Experience with the following is nice to have, but not required:

  • Cloud platforms like AWS or GCP
  • Containerization and orchestration (e.g., Docker, Kubernetes, Argo Workflows,  Helm charts, etc.)
  • CI/CD systems and modern software development workflows (e.g., Jenkins, GitHub Actions, etc.)
  • Monitoring, logging, or observability systems
  • Distributed computing or large-scale ML workloads
  • ML training pipelines or experiment management
  • Data processing pipelines or large-scale data analysis
  • Source control systems (Git or similar)
  • Web application development (e.g., React, TypeScript, REST APIs)

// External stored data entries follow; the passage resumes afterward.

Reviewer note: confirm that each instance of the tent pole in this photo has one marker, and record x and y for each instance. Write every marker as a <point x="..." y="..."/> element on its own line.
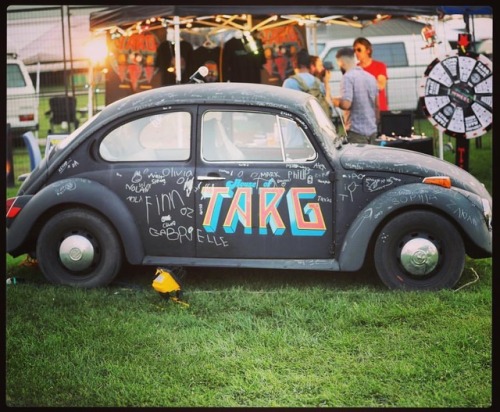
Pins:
<point x="177" y="49"/>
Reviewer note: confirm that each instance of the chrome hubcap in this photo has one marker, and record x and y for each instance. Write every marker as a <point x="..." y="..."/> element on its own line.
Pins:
<point x="76" y="253"/>
<point x="419" y="256"/>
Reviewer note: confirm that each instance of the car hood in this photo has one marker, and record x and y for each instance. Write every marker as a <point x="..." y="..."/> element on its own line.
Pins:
<point x="387" y="159"/>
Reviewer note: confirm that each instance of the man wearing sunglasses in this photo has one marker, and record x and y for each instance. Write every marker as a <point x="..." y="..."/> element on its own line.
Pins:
<point x="363" y="49"/>
<point x="358" y="99"/>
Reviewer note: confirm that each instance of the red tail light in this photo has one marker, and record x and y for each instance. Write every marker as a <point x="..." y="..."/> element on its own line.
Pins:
<point x="26" y="117"/>
<point x="12" y="210"/>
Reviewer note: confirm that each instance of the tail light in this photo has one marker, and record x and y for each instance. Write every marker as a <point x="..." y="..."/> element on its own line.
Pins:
<point x="11" y="208"/>
<point x="26" y="117"/>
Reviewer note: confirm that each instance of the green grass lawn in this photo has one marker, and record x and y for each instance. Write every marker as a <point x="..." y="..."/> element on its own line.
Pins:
<point x="251" y="338"/>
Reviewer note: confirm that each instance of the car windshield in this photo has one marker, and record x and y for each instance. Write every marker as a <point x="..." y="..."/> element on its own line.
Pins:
<point x="326" y="130"/>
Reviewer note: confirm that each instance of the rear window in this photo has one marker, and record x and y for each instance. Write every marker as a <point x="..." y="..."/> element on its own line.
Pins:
<point x="15" y="76"/>
<point x="392" y="54"/>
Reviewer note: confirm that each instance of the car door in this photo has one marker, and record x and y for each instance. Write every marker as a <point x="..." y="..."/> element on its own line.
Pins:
<point x="263" y="188"/>
<point x="153" y="173"/>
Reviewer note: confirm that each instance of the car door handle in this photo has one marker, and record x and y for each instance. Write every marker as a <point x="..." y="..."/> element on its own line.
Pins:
<point x="210" y="178"/>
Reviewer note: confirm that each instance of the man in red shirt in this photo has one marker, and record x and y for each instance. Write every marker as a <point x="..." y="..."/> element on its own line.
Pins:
<point x="363" y="50"/>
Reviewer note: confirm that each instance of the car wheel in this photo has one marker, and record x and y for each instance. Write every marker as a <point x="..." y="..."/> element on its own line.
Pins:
<point x="79" y="248"/>
<point x="419" y="250"/>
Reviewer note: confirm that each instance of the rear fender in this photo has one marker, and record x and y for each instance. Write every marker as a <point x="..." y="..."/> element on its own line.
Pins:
<point x="78" y="192"/>
<point x="461" y="207"/>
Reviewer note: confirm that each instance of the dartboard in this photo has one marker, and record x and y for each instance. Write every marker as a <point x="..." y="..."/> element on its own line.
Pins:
<point x="457" y="94"/>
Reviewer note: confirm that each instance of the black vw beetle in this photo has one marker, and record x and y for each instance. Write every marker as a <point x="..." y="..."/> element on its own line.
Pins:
<point x="243" y="175"/>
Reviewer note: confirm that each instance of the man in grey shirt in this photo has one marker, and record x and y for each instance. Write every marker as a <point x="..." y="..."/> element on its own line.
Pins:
<point x="359" y="98"/>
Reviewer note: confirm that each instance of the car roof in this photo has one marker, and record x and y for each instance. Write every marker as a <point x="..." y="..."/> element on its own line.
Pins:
<point x="211" y="93"/>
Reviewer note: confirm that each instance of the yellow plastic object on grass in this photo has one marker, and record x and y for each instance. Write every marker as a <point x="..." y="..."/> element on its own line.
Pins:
<point x="166" y="283"/>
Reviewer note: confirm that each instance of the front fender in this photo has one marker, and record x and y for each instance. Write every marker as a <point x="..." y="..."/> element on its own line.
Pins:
<point x="83" y="192"/>
<point x="461" y="207"/>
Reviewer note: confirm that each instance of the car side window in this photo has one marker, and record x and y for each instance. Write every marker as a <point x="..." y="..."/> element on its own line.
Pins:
<point x="235" y="136"/>
<point x="392" y="54"/>
<point x="159" y="137"/>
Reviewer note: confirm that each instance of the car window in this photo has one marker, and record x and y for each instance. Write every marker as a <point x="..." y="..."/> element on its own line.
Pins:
<point x="392" y="54"/>
<point x="235" y="136"/>
<point x="160" y="137"/>
<point x="15" y="77"/>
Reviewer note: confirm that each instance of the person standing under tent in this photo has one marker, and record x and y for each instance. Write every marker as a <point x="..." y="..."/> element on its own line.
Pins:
<point x="359" y="98"/>
<point x="378" y="69"/>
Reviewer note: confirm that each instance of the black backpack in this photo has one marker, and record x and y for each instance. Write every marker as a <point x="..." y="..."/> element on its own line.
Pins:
<point x="315" y="90"/>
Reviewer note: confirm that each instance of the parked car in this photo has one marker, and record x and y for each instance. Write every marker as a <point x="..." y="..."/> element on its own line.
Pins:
<point x="242" y="175"/>
<point x="406" y="59"/>
<point x="22" y="101"/>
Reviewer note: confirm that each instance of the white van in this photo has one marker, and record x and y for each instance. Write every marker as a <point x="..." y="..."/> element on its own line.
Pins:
<point x="406" y="62"/>
<point x="22" y="100"/>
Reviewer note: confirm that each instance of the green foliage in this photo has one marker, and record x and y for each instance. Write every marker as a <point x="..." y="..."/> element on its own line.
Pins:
<point x="251" y="338"/>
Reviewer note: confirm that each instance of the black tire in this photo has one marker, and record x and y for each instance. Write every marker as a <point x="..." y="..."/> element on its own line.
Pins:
<point x="78" y="247"/>
<point x="419" y="250"/>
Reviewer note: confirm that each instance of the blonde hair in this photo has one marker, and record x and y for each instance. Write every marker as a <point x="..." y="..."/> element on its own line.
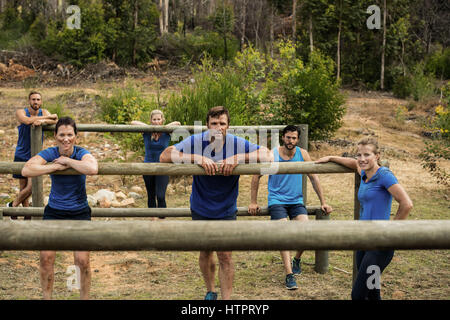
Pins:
<point x="157" y="111"/>
<point x="373" y="142"/>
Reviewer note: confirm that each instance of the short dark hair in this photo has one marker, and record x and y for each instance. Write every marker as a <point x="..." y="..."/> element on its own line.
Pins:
<point x="66" y="121"/>
<point x="34" y="92"/>
<point x="216" y="112"/>
<point x="291" y="128"/>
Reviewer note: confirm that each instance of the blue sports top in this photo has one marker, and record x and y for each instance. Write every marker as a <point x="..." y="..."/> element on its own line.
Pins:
<point x="23" y="149"/>
<point x="285" y="188"/>
<point x="215" y="196"/>
<point x="68" y="192"/>
<point x="154" y="148"/>
<point x="374" y="198"/>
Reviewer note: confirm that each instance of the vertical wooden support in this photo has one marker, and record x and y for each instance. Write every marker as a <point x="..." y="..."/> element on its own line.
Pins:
<point x="356" y="208"/>
<point x="303" y="143"/>
<point x="37" y="187"/>
<point x="321" y="256"/>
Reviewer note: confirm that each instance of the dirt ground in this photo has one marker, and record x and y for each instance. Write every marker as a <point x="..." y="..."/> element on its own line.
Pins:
<point x="155" y="275"/>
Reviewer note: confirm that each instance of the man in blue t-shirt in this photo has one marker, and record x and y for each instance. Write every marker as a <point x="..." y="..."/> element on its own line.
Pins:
<point x="214" y="196"/>
<point x="33" y="115"/>
<point x="286" y="195"/>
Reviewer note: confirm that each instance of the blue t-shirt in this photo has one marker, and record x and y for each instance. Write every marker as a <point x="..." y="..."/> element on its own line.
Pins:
<point x="68" y="192"/>
<point x="215" y="196"/>
<point x="285" y="188"/>
<point x="154" y="148"/>
<point x="23" y="149"/>
<point x="374" y="198"/>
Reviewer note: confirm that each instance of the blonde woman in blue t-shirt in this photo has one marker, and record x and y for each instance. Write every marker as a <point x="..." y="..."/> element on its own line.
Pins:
<point x="378" y="186"/>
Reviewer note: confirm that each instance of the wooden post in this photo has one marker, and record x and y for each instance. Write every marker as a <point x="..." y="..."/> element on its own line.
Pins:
<point x="356" y="207"/>
<point x="37" y="189"/>
<point x="321" y="256"/>
<point x="303" y="143"/>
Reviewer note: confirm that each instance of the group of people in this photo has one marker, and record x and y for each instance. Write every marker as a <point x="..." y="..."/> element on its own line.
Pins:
<point x="214" y="195"/>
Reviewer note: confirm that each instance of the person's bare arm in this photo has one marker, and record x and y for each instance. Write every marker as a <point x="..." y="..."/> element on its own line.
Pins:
<point x="253" y="208"/>
<point x="37" y="166"/>
<point x="87" y="165"/>
<point x="405" y="204"/>
<point x="347" y="162"/>
<point x="172" y="155"/>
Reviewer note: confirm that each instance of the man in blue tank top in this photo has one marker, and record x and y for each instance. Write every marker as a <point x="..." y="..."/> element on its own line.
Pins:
<point x="286" y="195"/>
<point x="33" y="115"/>
<point x="214" y="196"/>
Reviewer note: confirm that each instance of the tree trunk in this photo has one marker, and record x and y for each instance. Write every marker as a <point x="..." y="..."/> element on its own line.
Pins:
<point x="294" y="20"/>
<point x="243" y="22"/>
<point x="383" y="47"/>
<point x="311" y="41"/>
<point x="272" y="36"/>
<point x="166" y="16"/>
<point x="134" y="30"/>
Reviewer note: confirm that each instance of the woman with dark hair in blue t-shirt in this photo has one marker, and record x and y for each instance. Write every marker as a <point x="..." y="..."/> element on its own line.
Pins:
<point x="155" y="143"/>
<point x="67" y="200"/>
<point x="378" y="186"/>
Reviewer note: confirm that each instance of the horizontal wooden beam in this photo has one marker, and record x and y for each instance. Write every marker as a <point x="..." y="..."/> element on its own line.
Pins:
<point x="192" y="129"/>
<point x="171" y="169"/>
<point x="224" y="235"/>
<point x="137" y="212"/>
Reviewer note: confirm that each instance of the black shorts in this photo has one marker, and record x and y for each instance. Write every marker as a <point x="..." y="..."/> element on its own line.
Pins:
<point x="55" y="214"/>
<point x="19" y="176"/>
<point x="196" y="216"/>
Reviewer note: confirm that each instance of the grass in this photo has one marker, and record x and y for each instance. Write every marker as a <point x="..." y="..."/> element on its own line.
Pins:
<point x="154" y="275"/>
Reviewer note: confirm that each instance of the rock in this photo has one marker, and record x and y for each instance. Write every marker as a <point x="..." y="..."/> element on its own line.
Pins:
<point x="136" y="189"/>
<point x="92" y="200"/>
<point x="134" y="195"/>
<point x="398" y="295"/>
<point x="4" y="196"/>
<point x="105" y="203"/>
<point x="104" y="194"/>
<point x="127" y="202"/>
<point x="120" y="195"/>
<point x="115" y="204"/>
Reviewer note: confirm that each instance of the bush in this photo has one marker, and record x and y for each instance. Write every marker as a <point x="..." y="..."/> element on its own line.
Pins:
<point x="230" y="86"/>
<point x="122" y="106"/>
<point x="309" y="94"/>
<point x="402" y="87"/>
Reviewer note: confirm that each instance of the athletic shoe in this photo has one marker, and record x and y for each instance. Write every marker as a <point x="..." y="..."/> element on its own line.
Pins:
<point x="291" y="284"/>
<point x="211" y="296"/>
<point x="296" y="266"/>
<point x="9" y="205"/>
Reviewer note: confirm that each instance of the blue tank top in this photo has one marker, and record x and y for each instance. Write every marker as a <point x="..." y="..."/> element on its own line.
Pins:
<point x="286" y="188"/>
<point x="154" y="148"/>
<point x="23" y="149"/>
<point x="67" y="192"/>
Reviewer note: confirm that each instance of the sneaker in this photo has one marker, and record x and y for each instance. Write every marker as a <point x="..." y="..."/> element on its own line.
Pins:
<point x="296" y="266"/>
<point x="9" y="205"/>
<point x="211" y="296"/>
<point x="291" y="284"/>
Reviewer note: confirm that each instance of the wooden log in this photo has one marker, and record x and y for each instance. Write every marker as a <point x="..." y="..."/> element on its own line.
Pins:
<point x="321" y="256"/>
<point x="138" y="212"/>
<point x="191" y="129"/>
<point x="37" y="187"/>
<point x="107" y="168"/>
<point x="224" y="235"/>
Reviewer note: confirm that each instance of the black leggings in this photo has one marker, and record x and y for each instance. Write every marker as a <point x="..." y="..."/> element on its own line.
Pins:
<point x="365" y="262"/>
<point x="156" y="190"/>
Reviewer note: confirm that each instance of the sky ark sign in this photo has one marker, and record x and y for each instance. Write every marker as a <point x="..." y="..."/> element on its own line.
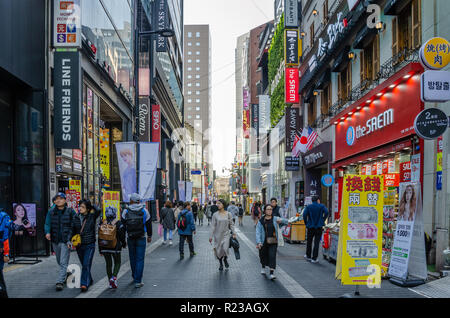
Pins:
<point x="67" y="97"/>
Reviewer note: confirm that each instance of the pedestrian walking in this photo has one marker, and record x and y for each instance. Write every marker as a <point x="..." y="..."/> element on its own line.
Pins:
<point x="234" y="210"/>
<point x="167" y="219"/>
<point x="194" y="208"/>
<point x="111" y="251"/>
<point x="84" y="224"/>
<point x="222" y="228"/>
<point x="201" y="214"/>
<point x="186" y="228"/>
<point x="209" y="213"/>
<point x="58" y="229"/>
<point x="256" y="212"/>
<point x="241" y="214"/>
<point x="137" y="223"/>
<point x="267" y="239"/>
<point x="314" y="216"/>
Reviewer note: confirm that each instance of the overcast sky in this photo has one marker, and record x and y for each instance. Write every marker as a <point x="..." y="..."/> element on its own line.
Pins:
<point x="227" y="19"/>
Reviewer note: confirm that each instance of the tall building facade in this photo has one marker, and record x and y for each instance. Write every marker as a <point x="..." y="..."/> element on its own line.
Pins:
<point x="197" y="92"/>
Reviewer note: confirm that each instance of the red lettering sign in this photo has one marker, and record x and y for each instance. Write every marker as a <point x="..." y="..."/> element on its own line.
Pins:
<point x="156" y="124"/>
<point x="291" y="86"/>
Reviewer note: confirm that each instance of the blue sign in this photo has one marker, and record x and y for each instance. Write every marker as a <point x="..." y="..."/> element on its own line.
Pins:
<point x="327" y="180"/>
<point x="350" y="136"/>
<point x="439" y="180"/>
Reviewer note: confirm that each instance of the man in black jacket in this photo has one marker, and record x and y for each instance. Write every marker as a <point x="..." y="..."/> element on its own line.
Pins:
<point x="58" y="230"/>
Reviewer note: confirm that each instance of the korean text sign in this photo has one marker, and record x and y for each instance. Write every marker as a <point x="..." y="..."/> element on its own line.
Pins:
<point x="361" y="230"/>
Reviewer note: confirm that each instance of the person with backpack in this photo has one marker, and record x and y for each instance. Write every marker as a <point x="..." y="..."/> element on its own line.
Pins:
<point x="6" y="229"/>
<point x="137" y="223"/>
<point x="168" y="221"/>
<point x="111" y="240"/>
<point x="186" y="227"/>
<point x="58" y="229"/>
<point x="84" y="224"/>
<point x="222" y="226"/>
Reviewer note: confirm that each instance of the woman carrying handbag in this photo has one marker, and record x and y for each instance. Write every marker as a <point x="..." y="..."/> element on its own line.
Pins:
<point x="222" y="224"/>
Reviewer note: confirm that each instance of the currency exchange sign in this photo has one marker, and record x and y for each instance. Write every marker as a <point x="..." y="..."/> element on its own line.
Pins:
<point x="359" y="247"/>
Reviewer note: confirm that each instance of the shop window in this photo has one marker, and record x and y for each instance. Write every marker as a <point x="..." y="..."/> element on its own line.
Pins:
<point x="345" y="82"/>
<point x="370" y="61"/>
<point x="406" y="28"/>
<point x="326" y="100"/>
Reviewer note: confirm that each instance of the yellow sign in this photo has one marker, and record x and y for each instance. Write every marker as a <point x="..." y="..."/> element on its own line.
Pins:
<point x="104" y="152"/>
<point x="361" y="231"/>
<point x="435" y="53"/>
<point x="111" y="200"/>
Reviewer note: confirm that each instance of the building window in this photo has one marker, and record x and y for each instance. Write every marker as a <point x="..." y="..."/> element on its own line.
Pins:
<point x="345" y="82"/>
<point x="406" y="28"/>
<point x="370" y="61"/>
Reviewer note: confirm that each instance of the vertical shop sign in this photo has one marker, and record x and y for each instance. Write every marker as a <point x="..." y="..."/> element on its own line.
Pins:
<point x="161" y="21"/>
<point x="67" y="23"/>
<point x="156" y="124"/>
<point x="104" y="152"/>
<point x="408" y="251"/>
<point x="67" y="97"/>
<point x="291" y="86"/>
<point x="360" y="236"/>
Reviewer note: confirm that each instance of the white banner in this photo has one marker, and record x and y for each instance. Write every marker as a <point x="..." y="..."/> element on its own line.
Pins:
<point x="189" y="191"/>
<point x="408" y="251"/>
<point x="148" y="163"/>
<point x="126" y="155"/>
<point x="182" y="191"/>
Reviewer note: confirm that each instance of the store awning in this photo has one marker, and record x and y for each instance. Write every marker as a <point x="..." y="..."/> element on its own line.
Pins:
<point x="393" y="7"/>
<point x="341" y="61"/>
<point x="364" y="37"/>
<point x="323" y="79"/>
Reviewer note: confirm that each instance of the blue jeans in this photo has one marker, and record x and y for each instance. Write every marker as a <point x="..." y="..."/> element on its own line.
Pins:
<point x="86" y="255"/>
<point x="136" y="249"/>
<point x="170" y="234"/>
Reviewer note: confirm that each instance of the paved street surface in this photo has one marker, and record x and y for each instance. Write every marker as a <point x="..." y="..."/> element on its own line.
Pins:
<point x="198" y="277"/>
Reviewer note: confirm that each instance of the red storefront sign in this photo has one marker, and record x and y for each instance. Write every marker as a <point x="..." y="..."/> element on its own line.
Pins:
<point x="246" y="123"/>
<point x="156" y="124"/>
<point x="382" y="119"/>
<point x="292" y="82"/>
<point x="391" y="180"/>
<point x="405" y="171"/>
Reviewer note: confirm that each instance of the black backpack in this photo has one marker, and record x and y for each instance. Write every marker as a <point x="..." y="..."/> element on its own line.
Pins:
<point x="182" y="221"/>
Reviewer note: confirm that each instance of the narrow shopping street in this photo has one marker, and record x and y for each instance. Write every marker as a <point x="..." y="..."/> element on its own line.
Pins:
<point x="165" y="276"/>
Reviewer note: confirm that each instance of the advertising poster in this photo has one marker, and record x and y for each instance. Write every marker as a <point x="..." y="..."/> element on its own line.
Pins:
<point x="361" y="230"/>
<point x="182" y="190"/>
<point x="24" y="218"/>
<point x="126" y="155"/>
<point x="111" y="203"/>
<point x="148" y="163"/>
<point x="408" y="250"/>
<point x="189" y="191"/>
<point x="104" y="152"/>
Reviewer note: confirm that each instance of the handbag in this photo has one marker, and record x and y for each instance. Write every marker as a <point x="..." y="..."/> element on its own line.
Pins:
<point x="76" y="239"/>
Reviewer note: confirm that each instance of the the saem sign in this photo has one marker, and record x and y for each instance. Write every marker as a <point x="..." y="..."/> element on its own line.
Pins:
<point x="292" y="85"/>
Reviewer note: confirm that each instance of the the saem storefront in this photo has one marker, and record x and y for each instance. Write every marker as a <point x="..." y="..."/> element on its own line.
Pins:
<point x="375" y="136"/>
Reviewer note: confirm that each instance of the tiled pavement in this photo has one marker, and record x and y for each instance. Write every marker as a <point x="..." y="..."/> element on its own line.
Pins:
<point x="198" y="277"/>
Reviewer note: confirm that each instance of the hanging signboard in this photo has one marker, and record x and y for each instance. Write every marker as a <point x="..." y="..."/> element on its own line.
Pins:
<point x="360" y="238"/>
<point x="291" y="55"/>
<point x="67" y="23"/>
<point x="431" y="123"/>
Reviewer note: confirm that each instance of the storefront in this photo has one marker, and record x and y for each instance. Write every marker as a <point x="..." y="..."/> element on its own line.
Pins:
<point x="316" y="164"/>
<point x="375" y="136"/>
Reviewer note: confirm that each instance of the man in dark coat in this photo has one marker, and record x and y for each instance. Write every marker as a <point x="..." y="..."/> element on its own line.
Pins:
<point x="314" y="216"/>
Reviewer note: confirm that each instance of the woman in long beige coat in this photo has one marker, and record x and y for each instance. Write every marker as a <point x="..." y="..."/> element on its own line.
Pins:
<point x="222" y="224"/>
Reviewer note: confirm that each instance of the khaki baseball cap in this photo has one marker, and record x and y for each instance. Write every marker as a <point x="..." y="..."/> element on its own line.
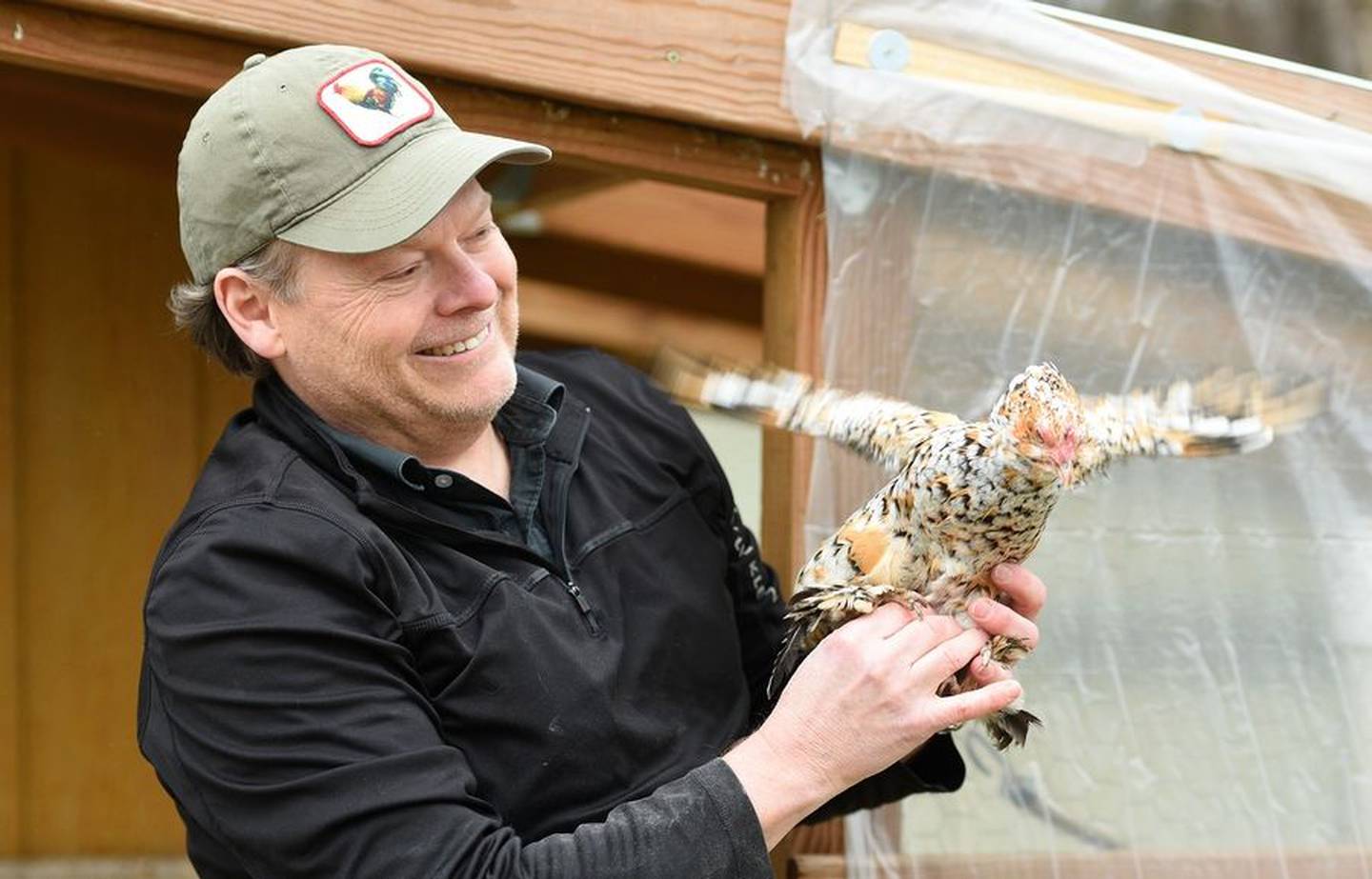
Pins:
<point x="331" y="147"/>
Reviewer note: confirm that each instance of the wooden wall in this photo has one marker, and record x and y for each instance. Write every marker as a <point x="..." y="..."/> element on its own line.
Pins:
<point x="109" y="416"/>
<point x="108" y="411"/>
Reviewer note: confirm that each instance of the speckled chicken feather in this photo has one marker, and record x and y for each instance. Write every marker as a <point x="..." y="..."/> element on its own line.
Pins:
<point x="967" y="495"/>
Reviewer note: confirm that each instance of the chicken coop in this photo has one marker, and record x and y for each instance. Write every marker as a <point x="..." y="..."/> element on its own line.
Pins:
<point x="918" y="199"/>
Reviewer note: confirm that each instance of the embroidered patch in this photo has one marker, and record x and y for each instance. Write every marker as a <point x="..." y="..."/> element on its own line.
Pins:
<point x="373" y="102"/>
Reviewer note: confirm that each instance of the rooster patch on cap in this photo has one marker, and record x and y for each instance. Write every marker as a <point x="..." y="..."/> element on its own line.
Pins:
<point x="373" y="100"/>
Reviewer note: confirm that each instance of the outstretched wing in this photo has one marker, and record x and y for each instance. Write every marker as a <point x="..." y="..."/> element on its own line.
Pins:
<point x="1222" y="414"/>
<point x="878" y="428"/>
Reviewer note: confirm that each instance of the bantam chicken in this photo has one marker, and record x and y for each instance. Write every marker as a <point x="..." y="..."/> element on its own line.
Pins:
<point x="969" y="495"/>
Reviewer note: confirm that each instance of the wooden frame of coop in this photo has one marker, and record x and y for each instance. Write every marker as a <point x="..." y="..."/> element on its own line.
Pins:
<point x="676" y="93"/>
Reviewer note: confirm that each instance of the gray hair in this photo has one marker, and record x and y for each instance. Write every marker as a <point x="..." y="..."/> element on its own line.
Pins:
<point x="196" y="311"/>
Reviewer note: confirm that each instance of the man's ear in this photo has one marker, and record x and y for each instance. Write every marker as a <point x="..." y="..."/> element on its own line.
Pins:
<point x="250" y="309"/>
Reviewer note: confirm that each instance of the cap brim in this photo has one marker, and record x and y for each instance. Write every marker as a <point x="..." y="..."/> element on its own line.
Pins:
<point x="406" y="190"/>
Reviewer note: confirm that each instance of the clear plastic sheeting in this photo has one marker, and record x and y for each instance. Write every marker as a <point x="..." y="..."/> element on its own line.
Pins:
<point x="1173" y="106"/>
<point x="1205" y="675"/>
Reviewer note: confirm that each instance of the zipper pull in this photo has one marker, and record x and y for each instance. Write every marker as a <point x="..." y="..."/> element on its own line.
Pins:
<point x="575" y="591"/>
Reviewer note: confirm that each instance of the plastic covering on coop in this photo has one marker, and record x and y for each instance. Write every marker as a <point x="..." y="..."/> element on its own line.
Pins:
<point x="1003" y="188"/>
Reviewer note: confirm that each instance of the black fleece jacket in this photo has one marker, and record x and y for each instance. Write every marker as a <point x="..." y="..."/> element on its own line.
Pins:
<point x="337" y="683"/>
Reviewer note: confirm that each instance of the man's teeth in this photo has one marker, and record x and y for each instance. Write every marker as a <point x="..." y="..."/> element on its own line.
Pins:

  • Interest in scientific computing, chemistry, biology, physics, or related domains
 
Pay and perks:
Schrodinger understands it's people that make a company great. Because of this, we're prepared to offer a competitive salary, equity-based compensation, and a wide range of benefits that include healthcare (with dental and vision), a 401k, pre-tax commuter benefits, a flexible work schedule, and a parental leave program. We have regular catered meals in the office, a company culture that is relaxed but engaged, and over a month of paid vacation time.  Our Office Management team also plans a myriad of fun company-wide events. New York is home to our largest office, but we have teams all over the world. Schrodinger is honored to have been included in Crain's New York Best Places to Work, BuiltIn's NYC Best Place to Work, and Newsweek's list of America's 100 Most Loved Workplaces. 
 
Estimated base salary range: $120,000 - $145,000. Actual compensation package is dependent on a number of factors, including, for example, experience, education, degrees held, market data, and business needs. If you have any questions regarding the compensation for this role, do not hesitate to reach out to a member of our Strategic Growth team.
 
Sound exciting? Apply today and join us!
 
As an equal opportunity employer, Schrodinger hires outstanding individuals into every position in the company. People who work with us have a high degree of engagement, a commitment to working effectively in teams, and a passion for the company's mission. We place the highest value on creating a safe environment where our employees can grow and contribute, and refuse to discriminate on the basis of race, color, religious belief, sex, age, disability, national origin, alienage or citizenship status, marital status, partnership status, caregiver status, sexual and reproductive health decisions, gender identity or expression, sexual orientation, or any other protected characteristic. To us, "diversity" isn't just a buzzword, but an important element of our core principles and key business practices. We believe that diverse companies innovate better and think more creatively than homogenous ones because they take into account a wide range of viewpoints. For us, greater diversity doesn't mean better headlines or public images - it means increased adaptability and profitability.